Balanced Binary Tree — Coding Interview Walkthrough
You’re in a coding interview. The interviewer says: “Given a binary tree, determine if it’s height-balanced.” You know what balanced means: for every node, the height difference between left and right subtrees is at most 1. The naive approach computes height at every node, which is O(n²). The optimal approach computes height bottom-up in a single DFS and uses -1 as a sentinel to propagate “unbalanced” immediately. This is LeetCode #110, and the gap between the naive and optimal solutions is the entire interview signal.
This walkthrough covers the O(n²) trap, the sentinel technique, and how to present the improvement to your interviewer.
The Problem
Given a binary tree, determine if it is height-balanced. A binary tree is height-balanced if, for every node, the absolute difference between the heights of the left and right subtrees is at most 1. (LeetCode #110)
Example 1
Input:
3
/ \
9 20
/ \
15 7
Output: true
Example 2
Input:
1
/ \
2 2
/ \
3 3
/ \
4 4
Output: false
Already comfortable with the solution? Practice it in a mock interview →
What Interviewers Are Actually Testing
| Skill | What Interviewers Observe |
|---|---|
| Top-down vs. bottom-up | Do you identify the O(n²) trap and fix it? |
| Sentinel value technique | Do you use -1 (or None) to propagate “unbalanced” upward? |
| DFS with dual return | Can you return height AND balance status in one pass? |
| Code elegance | Can you express this in roughly 10 lines? |
Step 1: Clarifying Questions
1. What does “balanced” mean exactly? Confirm: for every node, not just the root, the height difference must be ≤ 1.
2. Is an empty tree balanced? Yes, vacuously balanced.
3. Single-node tree? Yes, balanced with height 1.
Step 2: A First (Non-Optimal) Idea
For each node, compute the height of left and right subtrees, check if the difference ≤ 1, then recurse into both subtrees. The problem: height() is called redundantly. O(n) work at each of O(n) nodes = O(n²).
def isBalanced_naive(root) -> bool:
if not root:
return True
left_h = height(root.left)
right_h = height(root.right)
if abs(left_h - right_h) > 1:
return False
return isBalanced_naive(root.left) and isBalanced_naive(root.right)

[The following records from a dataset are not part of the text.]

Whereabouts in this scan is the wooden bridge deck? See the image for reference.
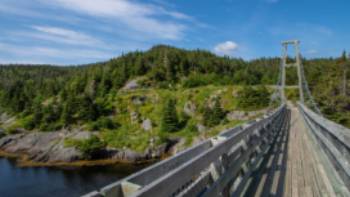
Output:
[244,105,336,197]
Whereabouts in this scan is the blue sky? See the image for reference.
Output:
[0,0,350,65]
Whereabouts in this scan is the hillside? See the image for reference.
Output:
[0,45,350,164]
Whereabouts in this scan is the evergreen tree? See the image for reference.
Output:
[203,97,225,127]
[161,99,179,132]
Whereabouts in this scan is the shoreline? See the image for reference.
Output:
[0,150,159,168]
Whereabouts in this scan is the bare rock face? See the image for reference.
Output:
[184,101,197,116]
[226,109,267,121]
[197,123,207,133]
[130,111,140,123]
[0,128,5,138]
[0,132,91,163]
[141,119,153,131]
[122,79,139,90]
[226,111,248,121]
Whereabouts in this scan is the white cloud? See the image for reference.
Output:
[41,0,190,40]
[0,43,114,64]
[214,41,238,55]
[27,26,102,46]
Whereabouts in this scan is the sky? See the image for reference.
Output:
[0,0,350,65]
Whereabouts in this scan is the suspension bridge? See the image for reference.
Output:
[85,40,350,197]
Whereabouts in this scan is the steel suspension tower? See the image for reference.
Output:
[281,40,304,103]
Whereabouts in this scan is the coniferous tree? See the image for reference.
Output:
[203,97,225,127]
[161,99,179,132]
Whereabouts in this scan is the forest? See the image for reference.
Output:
[0,45,350,152]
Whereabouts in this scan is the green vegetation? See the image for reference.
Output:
[161,99,179,132]
[0,45,350,155]
[203,97,226,127]
[238,86,270,110]
[65,135,106,159]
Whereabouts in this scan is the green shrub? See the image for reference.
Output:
[203,98,226,127]
[90,117,120,131]
[237,86,270,110]
[161,99,179,132]
[64,135,106,159]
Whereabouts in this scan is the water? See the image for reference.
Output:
[0,158,145,197]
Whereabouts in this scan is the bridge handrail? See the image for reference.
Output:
[298,103,350,150]
[298,103,350,191]
[85,105,285,197]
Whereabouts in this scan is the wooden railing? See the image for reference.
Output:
[85,105,288,197]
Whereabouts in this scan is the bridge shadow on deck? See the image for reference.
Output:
[243,110,295,197]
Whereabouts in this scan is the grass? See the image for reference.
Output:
[100,85,268,152]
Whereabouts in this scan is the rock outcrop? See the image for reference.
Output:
[141,119,152,131]
[0,131,178,165]
[0,128,5,138]
[226,109,267,121]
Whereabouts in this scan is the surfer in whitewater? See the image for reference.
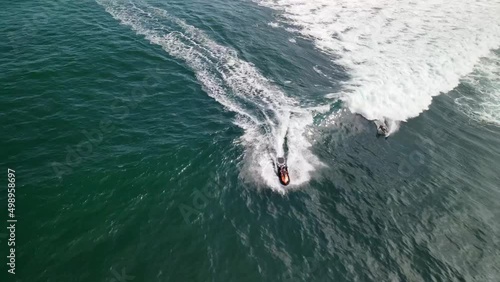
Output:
[276,157,290,186]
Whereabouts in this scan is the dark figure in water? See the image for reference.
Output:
[378,124,389,135]
[277,158,290,186]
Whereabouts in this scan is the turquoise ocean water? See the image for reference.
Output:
[0,0,500,282]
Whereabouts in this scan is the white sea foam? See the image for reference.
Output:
[97,0,320,192]
[455,52,500,125]
[255,0,500,128]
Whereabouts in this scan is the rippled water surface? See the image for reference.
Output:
[0,0,500,282]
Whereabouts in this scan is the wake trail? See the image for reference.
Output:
[97,0,320,193]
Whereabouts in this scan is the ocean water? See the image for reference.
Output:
[0,0,500,282]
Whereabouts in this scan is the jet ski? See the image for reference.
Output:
[276,157,290,186]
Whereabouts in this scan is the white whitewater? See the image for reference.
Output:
[455,51,500,126]
[254,0,500,129]
[97,0,319,193]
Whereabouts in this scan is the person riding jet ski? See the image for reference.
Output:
[277,157,290,186]
[378,124,389,136]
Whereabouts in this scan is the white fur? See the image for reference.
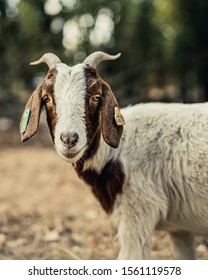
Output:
[54,63,87,162]
[43,63,208,259]
[81,103,208,259]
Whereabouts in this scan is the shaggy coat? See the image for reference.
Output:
[22,53,208,259]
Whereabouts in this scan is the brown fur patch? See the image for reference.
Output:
[42,68,57,142]
[75,161,125,214]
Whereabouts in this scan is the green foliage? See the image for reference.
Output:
[0,0,208,114]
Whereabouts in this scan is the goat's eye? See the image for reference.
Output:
[92,94,100,102]
[43,95,50,103]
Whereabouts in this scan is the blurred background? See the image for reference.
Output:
[0,0,208,121]
[0,0,208,259]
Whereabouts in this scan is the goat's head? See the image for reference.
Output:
[20,52,124,163]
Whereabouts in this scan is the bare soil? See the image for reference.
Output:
[0,132,208,260]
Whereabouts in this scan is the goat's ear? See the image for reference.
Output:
[20,84,42,142]
[101,81,125,148]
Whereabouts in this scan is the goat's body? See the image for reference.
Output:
[21,52,208,259]
[79,103,208,259]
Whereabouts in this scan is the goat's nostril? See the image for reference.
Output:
[60,132,79,148]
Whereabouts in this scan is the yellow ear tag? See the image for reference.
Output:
[114,106,125,126]
[20,109,31,133]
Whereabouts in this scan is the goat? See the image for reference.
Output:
[21,52,208,259]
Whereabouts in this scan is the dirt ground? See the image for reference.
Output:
[0,128,208,260]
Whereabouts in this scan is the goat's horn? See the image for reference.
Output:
[30,53,61,68]
[83,52,121,68]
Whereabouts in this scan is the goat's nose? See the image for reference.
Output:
[60,132,79,148]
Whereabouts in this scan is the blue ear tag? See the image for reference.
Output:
[20,109,31,133]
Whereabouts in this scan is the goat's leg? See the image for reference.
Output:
[118,215,153,260]
[170,231,196,260]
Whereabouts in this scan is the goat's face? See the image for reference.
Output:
[21,52,124,163]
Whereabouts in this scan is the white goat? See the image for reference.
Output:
[21,52,208,259]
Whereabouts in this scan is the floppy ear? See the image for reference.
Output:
[101,81,125,148]
[20,83,42,142]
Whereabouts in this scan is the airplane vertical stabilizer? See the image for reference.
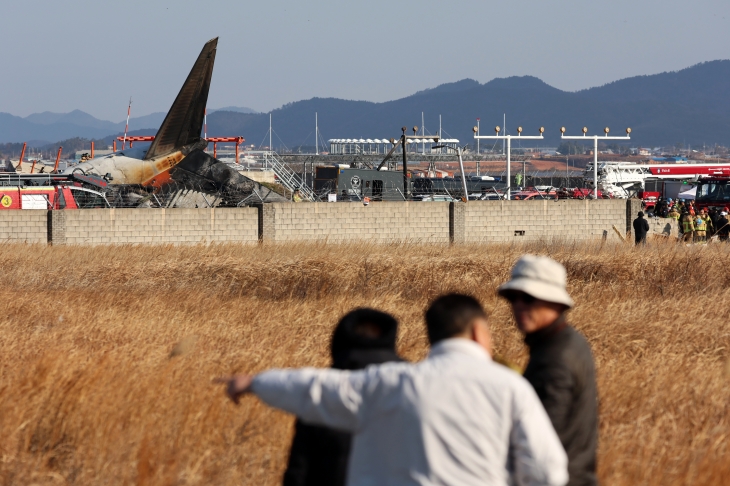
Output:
[145,37,218,160]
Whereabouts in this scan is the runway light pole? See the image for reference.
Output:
[472,127,545,201]
[560,127,631,199]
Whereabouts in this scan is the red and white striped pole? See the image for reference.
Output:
[122,96,132,150]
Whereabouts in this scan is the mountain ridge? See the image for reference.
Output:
[0,60,730,149]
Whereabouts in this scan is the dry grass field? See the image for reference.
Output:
[0,243,730,485]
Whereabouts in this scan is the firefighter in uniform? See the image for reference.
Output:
[694,215,707,242]
[667,207,679,223]
[680,209,695,241]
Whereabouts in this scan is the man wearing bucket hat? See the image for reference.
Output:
[498,255,598,485]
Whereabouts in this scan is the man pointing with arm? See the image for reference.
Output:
[223,294,568,486]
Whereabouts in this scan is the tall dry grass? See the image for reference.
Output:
[0,243,730,485]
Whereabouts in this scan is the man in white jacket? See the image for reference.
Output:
[220,294,568,486]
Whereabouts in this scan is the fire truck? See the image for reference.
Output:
[583,162,730,198]
[695,176,730,211]
[0,173,110,210]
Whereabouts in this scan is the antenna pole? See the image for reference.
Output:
[15,142,28,172]
[122,96,132,150]
[421,112,426,154]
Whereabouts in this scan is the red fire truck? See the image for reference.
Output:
[695,175,730,211]
[0,174,110,210]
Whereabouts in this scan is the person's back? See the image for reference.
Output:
[524,323,598,485]
[228,294,568,486]
[498,255,598,486]
[349,339,562,485]
[282,309,402,486]
[633,211,649,244]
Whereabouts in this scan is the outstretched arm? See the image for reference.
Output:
[219,368,365,432]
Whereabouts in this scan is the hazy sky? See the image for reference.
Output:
[0,0,730,121]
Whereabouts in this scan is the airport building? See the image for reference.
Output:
[328,138,459,155]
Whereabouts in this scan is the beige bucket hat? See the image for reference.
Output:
[497,255,575,308]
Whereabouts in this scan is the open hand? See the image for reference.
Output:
[213,374,255,405]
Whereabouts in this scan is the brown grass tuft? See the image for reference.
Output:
[0,243,730,485]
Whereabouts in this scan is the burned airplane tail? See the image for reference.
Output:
[144,37,218,160]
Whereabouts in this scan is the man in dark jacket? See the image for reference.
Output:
[498,255,598,486]
[634,211,649,245]
[283,309,402,486]
[715,211,730,241]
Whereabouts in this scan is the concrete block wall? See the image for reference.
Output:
[259,202,450,243]
[644,218,679,241]
[464,199,627,242]
[0,200,644,245]
[50,208,259,245]
[0,209,48,243]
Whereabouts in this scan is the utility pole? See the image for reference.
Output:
[560,127,631,199]
[421,112,426,155]
[477,118,481,155]
[472,126,545,201]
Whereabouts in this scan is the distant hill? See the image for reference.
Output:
[0,110,166,145]
[203,61,730,148]
[0,60,730,149]
[208,106,258,113]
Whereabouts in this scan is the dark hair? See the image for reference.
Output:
[330,308,398,368]
[426,294,487,344]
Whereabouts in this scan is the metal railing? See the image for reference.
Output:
[264,150,316,202]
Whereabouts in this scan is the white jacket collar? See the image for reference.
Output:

| Approach | Time | Space |
|---|---|---|
| Naive (top-down) | O(n²) | O(h) |
Step 3: The Key Insight
Compute height bottom-up, and use a sentinel value (-1) to propagate the “unbalanced” signal upward. If a subtree is unbalanced, return -1 immediately and short-circuit the entire check. This gives O(n) time, since each node is visited exactly once.
Step 4: Optimal Strategy
- Write a helper
check(node)that returns the height if balanced, or -1 if unbalanced. - Base case:
check(None)returns 0. - Compute
left = check(node.left)andright = check(node.right). - If either is -1, OR
abs(left - right) > 1: return -1. - Otherwise return
1 + max(left, right). isBalanced(root)returnscheck(root) != -1.
Python Implementation
class Solution:
def isBalanced(self, root: Optional[TreeNode]) -> bool:
def check(node: Optional[TreeNode]) -> int:
if node is None:
return 0
left = check(node.left)
if left == -1:
return -1 # Short-circuit: left subtree is unbalanced
right = check(node.right)
if right == -1:
return -1 # Short-circuit: right subtree is unbalanced
if abs(left - right) > 1:
return -1 # This node is not balanced
return 1 + max(left, right) # Return height to parent
return check(root) != -1
Time and Space Complexity
| Aspect | Complexity |
|---|---|
| Time | O(n), each node visited once |
| Space | O(h), call stack depth |
Common Interview Mistakes
-
Writing the O(n²) solution without noticing. Calling a separate
height()function inside a recursiveisBalanced()is the trap. -
Checking only the root. Balance must hold at every node, not just the root.
-
Using -1 without explaining why. State clearly: -1 is a sentinel that means “unbalanced; propagate immediately.”
-
Forgetting to short-circuit on -1. If you compute both
leftandrightbefore checking for -1, you’ve lost the early-exit benefit.
What a Strong Candidate Sounds Like
“The naive approach calls height at every node, which is O(n²). Instead, I compute height bottom-up in a single DFS and return -1 as a sentinel if any subtree is unbalanced. Since -1 propagates immediately, we short-circuit on the first imbalance and never recompute anything. Single pass, O(n).”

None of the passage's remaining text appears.